Importance:	Normal normal
Target Milestone:	---
Assigned To:	Gtef maintainer(s)
QA Contact:	Gtef maintainer(s)

URL:
Whiteboard:

Depends on:
Blocks:

Reported:	2013-02-01 16:14 UTC by Tomáš Hnyk
Modified:	2017-04-25 09:59 UTC

See Also:
GNOME target:	---
GNOME version:	---

Description Tomáš Hnyk 2013-02-01 16:14:01 UTC

Libreoffice saves documents by default in UTF-8 (at least on my system) with no way to configure it. It also includes BOM at the start of the file (that does not break unicode specification: http://unicode.org/faq/utf_bom.html#BOM: "Can a UTF-8 data stream contain the BOM character (in UTF-8 form)? If yes, then can I still assume the remaining UTF-8 bytes are in big-endian order?

A: Yes, UTF-8 can contain a BOM. However, it makes no difference as to the endianness of the byte stream. UTF-8 always has the same byte order. An initial BOM is only used as a signature — an indication that an otherwise unmarked text file is in UTF-8. Note that some recipients of UTF-8 encoded data do not expect a BOM. Where UTF-8 is used transparently in 8-bit environments, the use of a BOM will interfere with any protocol or file format that expects specific ASCII characters at the beginning, such as the use of "#!" of at the beginning of Unix shell scripts.")

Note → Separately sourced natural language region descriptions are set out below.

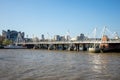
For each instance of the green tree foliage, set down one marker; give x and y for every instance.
(6, 42)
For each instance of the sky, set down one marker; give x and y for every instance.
(58, 17)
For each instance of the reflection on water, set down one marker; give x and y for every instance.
(58, 65)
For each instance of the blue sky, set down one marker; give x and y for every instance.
(36, 17)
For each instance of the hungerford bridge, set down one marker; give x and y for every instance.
(73, 45)
(103, 43)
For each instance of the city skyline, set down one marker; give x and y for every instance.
(57, 17)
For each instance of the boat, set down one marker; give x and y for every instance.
(94, 50)
(14, 47)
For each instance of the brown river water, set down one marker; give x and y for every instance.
(20, 64)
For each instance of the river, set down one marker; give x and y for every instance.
(28, 64)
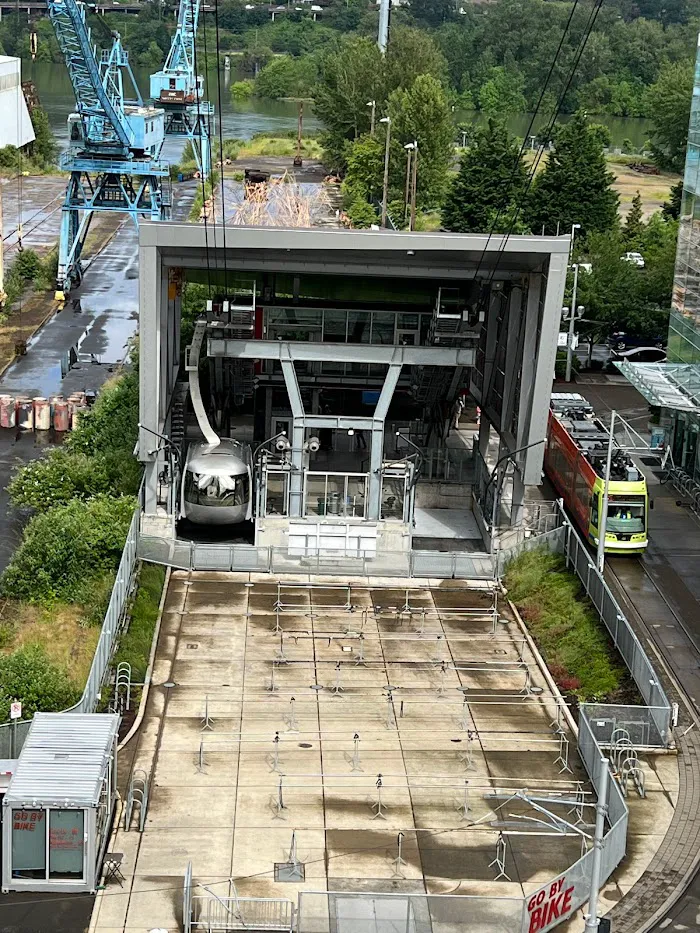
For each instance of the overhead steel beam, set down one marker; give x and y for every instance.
(339, 352)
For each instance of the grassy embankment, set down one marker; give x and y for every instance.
(566, 628)
(81, 498)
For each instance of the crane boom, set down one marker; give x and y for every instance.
(101, 114)
(181, 55)
(179, 90)
(114, 143)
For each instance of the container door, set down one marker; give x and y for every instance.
(67, 845)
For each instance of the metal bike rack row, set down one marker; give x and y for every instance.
(137, 796)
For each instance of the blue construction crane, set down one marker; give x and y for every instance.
(114, 142)
(178, 90)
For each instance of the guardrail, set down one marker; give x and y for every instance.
(640, 667)
(191, 555)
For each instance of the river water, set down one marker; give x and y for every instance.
(242, 119)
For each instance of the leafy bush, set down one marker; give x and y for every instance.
(135, 644)
(566, 628)
(29, 676)
(242, 90)
(361, 214)
(62, 550)
(57, 478)
(111, 425)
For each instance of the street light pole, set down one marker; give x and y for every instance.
(414, 186)
(407, 193)
(569, 345)
(385, 189)
(603, 518)
(572, 321)
(373, 105)
(592, 920)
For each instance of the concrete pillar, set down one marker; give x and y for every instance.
(150, 315)
(296, 479)
(374, 493)
(544, 369)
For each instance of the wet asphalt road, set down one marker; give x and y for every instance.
(100, 329)
(665, 585)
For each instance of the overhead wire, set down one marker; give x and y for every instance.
(595, 10)
(221, 143)
(516, 162)
(198, 102)
(546, 135)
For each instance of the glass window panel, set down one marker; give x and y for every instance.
(66, 843)
(358, 326)
(276, 494)
(383, 327)
(28, 843)
(334, 324)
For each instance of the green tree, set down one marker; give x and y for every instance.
(365, 168)
(29, 676)
(433, 12)
(668, 107)
(44, 148)
(672, 208)
(411, 52)
(422, 114)
(361, 214)
(634, 225)
(502, 93)
(349, 77)
(575, 185)
(491, 181)
(66, 548)
(286, 77)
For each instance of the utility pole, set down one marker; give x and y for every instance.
(373, 105)
(572, 321)
(414, 186)
(603, 517)
(385, 188)
(407, 193)
(569, 344)
(297, 158)
(592, 919)
(3, 294)
(383, 36)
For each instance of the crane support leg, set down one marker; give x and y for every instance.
(115, 191)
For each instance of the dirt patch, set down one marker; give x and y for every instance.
(654, 189)
(59, 631)
(22, 324)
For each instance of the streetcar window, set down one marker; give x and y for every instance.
(206, 489)
(627, 517)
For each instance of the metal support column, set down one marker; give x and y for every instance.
(296, 479)
(544, 370)
(374, 497)
(150, 352)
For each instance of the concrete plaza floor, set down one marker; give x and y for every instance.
(338, 724)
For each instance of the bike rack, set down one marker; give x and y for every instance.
(136, 796)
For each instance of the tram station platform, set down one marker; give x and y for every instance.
(312, 724)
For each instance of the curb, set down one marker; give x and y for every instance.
(135, 726)
(542, 664)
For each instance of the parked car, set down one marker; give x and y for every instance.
(620, 341)
(637, 355)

Gedit opens such a file just fine, but interprets the BOM as "ZERO WIDTH NON-BREAKING SPACE (ZWNBSP)"*, which seems to be correct when such character is in the middle of the file. However, it treats it in this way also when it is in the beginning of the file, which seems to be a bug. It manifests especially when one needs to convert the file to a different encoding. Gedit complains with "The document contains one or more characters that cannot be encoded using the specified character encoding."

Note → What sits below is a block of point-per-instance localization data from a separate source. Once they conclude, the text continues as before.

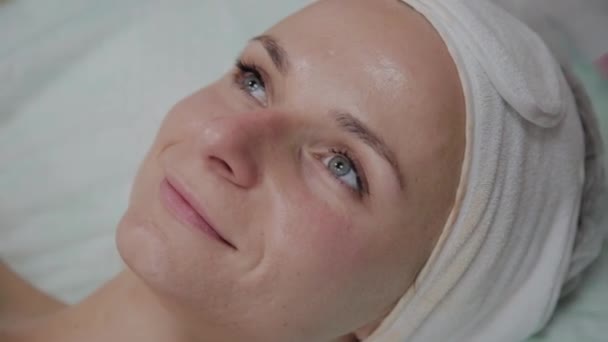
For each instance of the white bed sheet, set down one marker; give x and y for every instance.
(83, 87)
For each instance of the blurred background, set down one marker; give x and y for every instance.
(84, 85)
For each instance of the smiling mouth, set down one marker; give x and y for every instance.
(184, 210)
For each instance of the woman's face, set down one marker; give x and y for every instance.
(328, 158)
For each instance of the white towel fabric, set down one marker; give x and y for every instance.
(526, 216)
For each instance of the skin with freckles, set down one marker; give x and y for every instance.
(328, 223)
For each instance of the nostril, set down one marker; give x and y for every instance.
(222, 164)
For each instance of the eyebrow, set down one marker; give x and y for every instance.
(346, 121)
(277, 54)
(354, 126)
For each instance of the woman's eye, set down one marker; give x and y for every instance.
(250, 80)
(254, 86)
(343, 168)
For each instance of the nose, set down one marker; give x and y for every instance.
(233, 146)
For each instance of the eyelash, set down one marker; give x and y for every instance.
(246, 67)
(361, 182)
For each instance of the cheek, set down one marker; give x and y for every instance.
(326, 243)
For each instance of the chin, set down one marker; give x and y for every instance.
(143, 247)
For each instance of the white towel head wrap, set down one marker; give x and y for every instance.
(525, 220)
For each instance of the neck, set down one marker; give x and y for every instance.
(124, 309)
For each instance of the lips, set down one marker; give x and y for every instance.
(180, 203)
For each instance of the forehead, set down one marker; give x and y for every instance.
(380, 60)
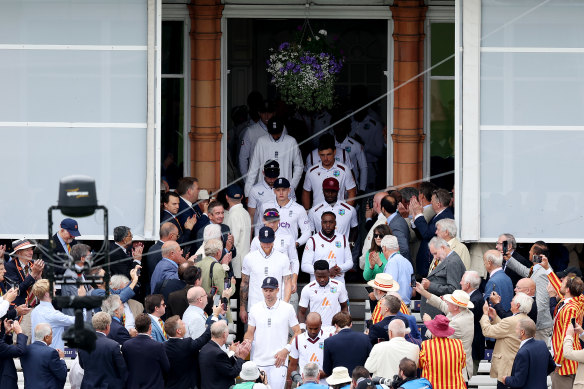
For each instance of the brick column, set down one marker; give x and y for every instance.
(408, 109)
(205, 133)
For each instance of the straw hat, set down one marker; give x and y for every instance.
(460, 298)
(384, 282)
(340, 376)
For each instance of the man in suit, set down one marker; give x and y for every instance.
(538, 275)
(533, 361)
(498, 281)
(335, 348)
(445, 274)
(221, 369)
(503, 331)
(146, 359)
(122, 258)
(156, 308)
(183, 355)
(426, 231)
(43, 366)
(399, 227)
(104, 367)
(470, 283)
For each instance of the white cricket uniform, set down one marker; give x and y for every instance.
(324, 300)
(340, 156)
(292, 217)
(346, 217)
(357, 158)
(284, 150)
(257, 266)
(317, 174)
(284, 243)
(335, 251)
(271, 335)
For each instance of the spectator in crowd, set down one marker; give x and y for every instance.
(398, 266)
(113, 306)
(397, 224)
(177, 301)
(326, 244)
(293, 216)
(498, 280)
(104, 366)
(167, 268)
(426, 230)
(385, 357)
(156, 308)
(324, 296)
(46, 313)
(503, 331)
(533, 361)
(43, 366)
(268, 326)
(470, 283)
(308, 346)
(183, 354)
(574, 355)
(335, 347)
(537, 287)
(347, 215)
(444, 371)
(168, 232)
(509, 240)
(279, 146)
(258, 264)
(220, 368)
(375, 261)
(446, 229)
(456, 307)
(124, 254)
(524, 285)
(371, 212)
(445, 274)
(145, 355)
(339, 378)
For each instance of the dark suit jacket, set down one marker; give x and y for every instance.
(147, 362)
(118, 332)
(42, 367)
(8, 351)
(335, 350)
(399, 229)
(444, 279)
(177, 302)
(183, 355)
(478, 342)
(531, 367)
(220, 370)
(426, 231)
(104, 367)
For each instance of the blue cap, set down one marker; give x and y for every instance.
(235, 192)
(270, 283)
(266, 235)
(71, 226)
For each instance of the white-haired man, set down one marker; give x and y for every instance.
(446, 229)
(398, 266)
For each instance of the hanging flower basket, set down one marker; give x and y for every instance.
(305, 73)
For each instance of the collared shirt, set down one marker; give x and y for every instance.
(44, 312)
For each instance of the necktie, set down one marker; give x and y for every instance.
(162, 327)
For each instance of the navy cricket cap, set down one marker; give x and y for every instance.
(270, 283)
(71, 226)
(266, 235)
(281, 183)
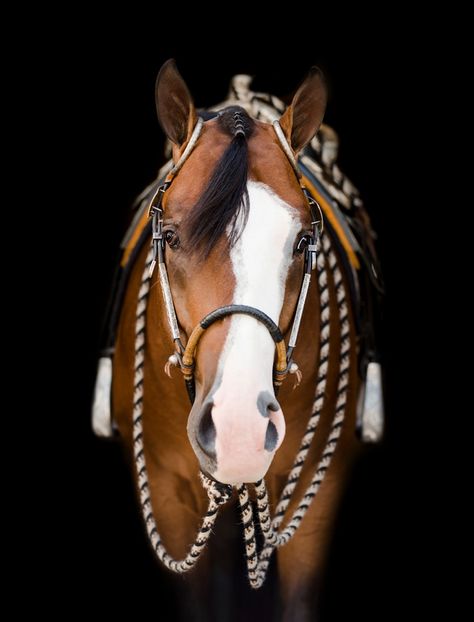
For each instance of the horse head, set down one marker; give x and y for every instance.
(236, 224)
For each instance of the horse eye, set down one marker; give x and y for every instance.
(302, 244)
(172, 238)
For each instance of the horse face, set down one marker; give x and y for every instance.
(230, 248)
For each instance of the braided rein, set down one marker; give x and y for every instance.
(274, 537)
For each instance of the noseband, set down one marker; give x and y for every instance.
(185, 356)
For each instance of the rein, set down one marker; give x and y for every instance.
(274, 536)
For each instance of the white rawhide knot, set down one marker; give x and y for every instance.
(217, 492)
(294, 369)
(173, 361)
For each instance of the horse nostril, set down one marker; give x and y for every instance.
(265, 402)
(206, 432)
(271, 437)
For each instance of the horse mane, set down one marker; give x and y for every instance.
(224, 202)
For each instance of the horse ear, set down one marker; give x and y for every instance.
(302, 118)
(174, 105)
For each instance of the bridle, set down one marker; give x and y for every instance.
(184, 356)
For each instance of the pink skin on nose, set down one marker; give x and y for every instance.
(240, 444)
(248, 431)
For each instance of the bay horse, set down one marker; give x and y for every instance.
(234, 229)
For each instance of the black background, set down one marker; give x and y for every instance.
(110, 148)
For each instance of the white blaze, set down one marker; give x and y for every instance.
(260, 261)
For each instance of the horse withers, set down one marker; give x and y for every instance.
(227, 283)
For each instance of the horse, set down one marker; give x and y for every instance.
(234, 230)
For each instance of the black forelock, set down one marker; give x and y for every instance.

* In practice, when a cursor is right of such character, pressing left arrow does seemingly nothing, but it moves the cursor left of such character. Backspace seems to do nothing as well but deletes the character.

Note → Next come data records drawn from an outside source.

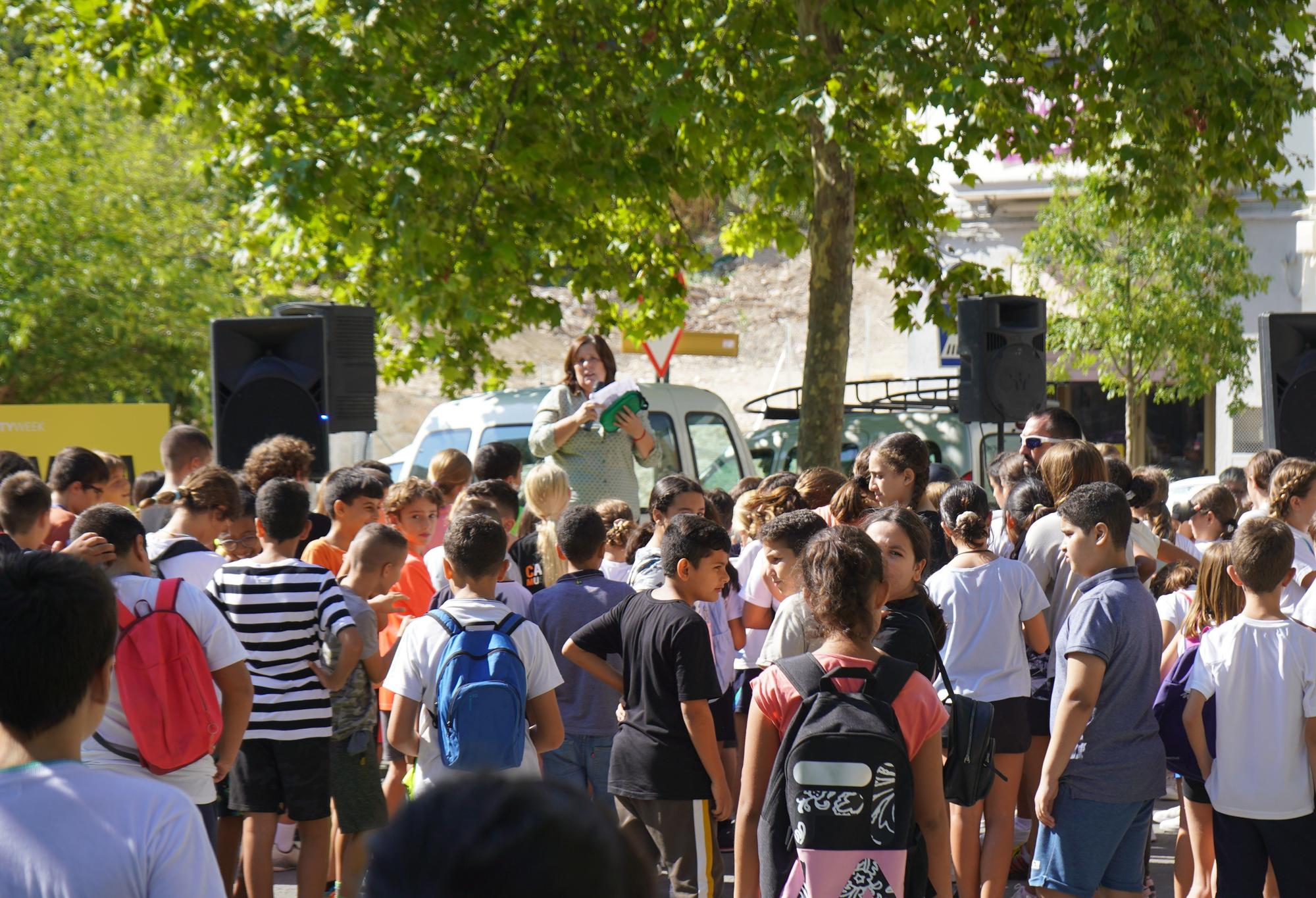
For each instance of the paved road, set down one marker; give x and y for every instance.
(1163, 869)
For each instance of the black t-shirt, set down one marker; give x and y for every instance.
(526, 556)
(667, 659)
(905, 636)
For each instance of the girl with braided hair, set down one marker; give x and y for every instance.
(993, 606)
(203, 507)
(899, 466)
(1293, 502)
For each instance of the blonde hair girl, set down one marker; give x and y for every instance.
(547, 495)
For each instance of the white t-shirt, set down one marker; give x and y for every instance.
(69, 831)
(755, 590)
(617, 570)
(1305, 562)
(415, 670)
(1264, 677)
(197, 568)
(1143, 537)
(985, 609)
(222, 647)
(793, 632)
(1173, 607)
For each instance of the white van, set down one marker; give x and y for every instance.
(696, 432)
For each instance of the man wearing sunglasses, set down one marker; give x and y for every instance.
(1047, 428)
(78, 480)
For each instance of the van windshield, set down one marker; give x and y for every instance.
(434, 444)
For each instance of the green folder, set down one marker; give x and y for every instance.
(632, 401)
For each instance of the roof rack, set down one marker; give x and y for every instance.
(884, 395)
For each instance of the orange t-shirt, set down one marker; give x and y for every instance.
(419, 589)
(324, 553)
(61, 522)
(919, 711)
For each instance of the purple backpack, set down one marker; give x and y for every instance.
(1171, 701)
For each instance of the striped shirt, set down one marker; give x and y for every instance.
(282, 611)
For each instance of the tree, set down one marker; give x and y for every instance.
(440, 160)
(109, 274)
(1155, 302)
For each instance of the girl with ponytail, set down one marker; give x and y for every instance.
(203, 507)
(905, 543)
(536, 552)
(622, 523)
(1294, 502)
(993, 606)
(898, 476)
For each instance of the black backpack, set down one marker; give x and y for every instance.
(842, 781)
(174, 549)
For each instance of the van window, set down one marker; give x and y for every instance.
(519, 435)
(665, 441)
(715, 451)
(434, 444)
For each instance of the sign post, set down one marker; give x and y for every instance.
(661, 349)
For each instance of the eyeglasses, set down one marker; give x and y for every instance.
(230, 544)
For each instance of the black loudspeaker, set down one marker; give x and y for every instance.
(351, 352)
(1289, 381)
(268, 377)
(1002, 357)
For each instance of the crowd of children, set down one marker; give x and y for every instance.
(690, 685)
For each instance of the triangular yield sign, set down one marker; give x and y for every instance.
(661, 349)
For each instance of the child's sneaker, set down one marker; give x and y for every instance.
(286, 860)
(1021, 862)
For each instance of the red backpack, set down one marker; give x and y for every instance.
(165, 685)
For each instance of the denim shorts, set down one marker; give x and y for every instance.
(1094, 844)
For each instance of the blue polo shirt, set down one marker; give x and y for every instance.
(1119, 756)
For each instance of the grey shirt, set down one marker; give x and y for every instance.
(599, 465)
(588, 706)
(353, 705)
(1121, 756)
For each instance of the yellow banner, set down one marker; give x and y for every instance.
(131, 431)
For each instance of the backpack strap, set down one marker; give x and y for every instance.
(509, 624)
(888, 678)
(166, 594)
(805, 673)
(447, 620)
(936, 655)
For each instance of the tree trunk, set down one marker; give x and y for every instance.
(1136, 430)
(831, 277)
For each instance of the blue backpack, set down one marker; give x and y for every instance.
(1171, 701)
(480, 695)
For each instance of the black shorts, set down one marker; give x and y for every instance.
(1040, 716)
(1196, 790)
(359, 798)
(744, 693)
(389, 753)
(273, 776)
(724, 716)
(1010, 726)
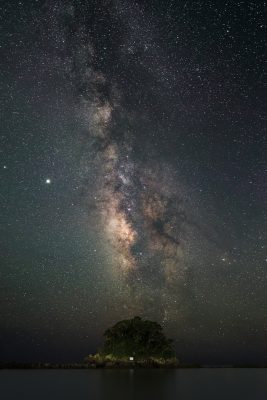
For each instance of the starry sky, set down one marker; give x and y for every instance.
(133, 176)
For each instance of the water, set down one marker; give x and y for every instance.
(188, 384)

Comment 1 Ignacio Casal Quinteiro (nacho) 2013-02-01 16:17:04 UTC

Yes this is indeed a known problem. We should improve our detection to check the first char and skip it if it is a DOM char.

Comment 2 Tomáš Hnyk 2013-02-01 16:21:07 UTC

Thanks for the information, I tried searching for existing reports and could not find any.

(BTW: would it be possible to show which characters "cannot be encoded using
the specified character encoding." when showing that warning? I can imagine that it might be hard, but then again it might not. It would certainly help with clearing the file os such characters when they are there by design. As of now, the error message is a bit unhelpful. Should I open a ticked for that?)

Comment 3 Sébastien Wilmet 2017-04-25 09:59:00 UTC

It seems to be fixed with GtefFileLoader.

It would have been easier to reproduce the bug if there was an attachment with a sample file starting with BOM.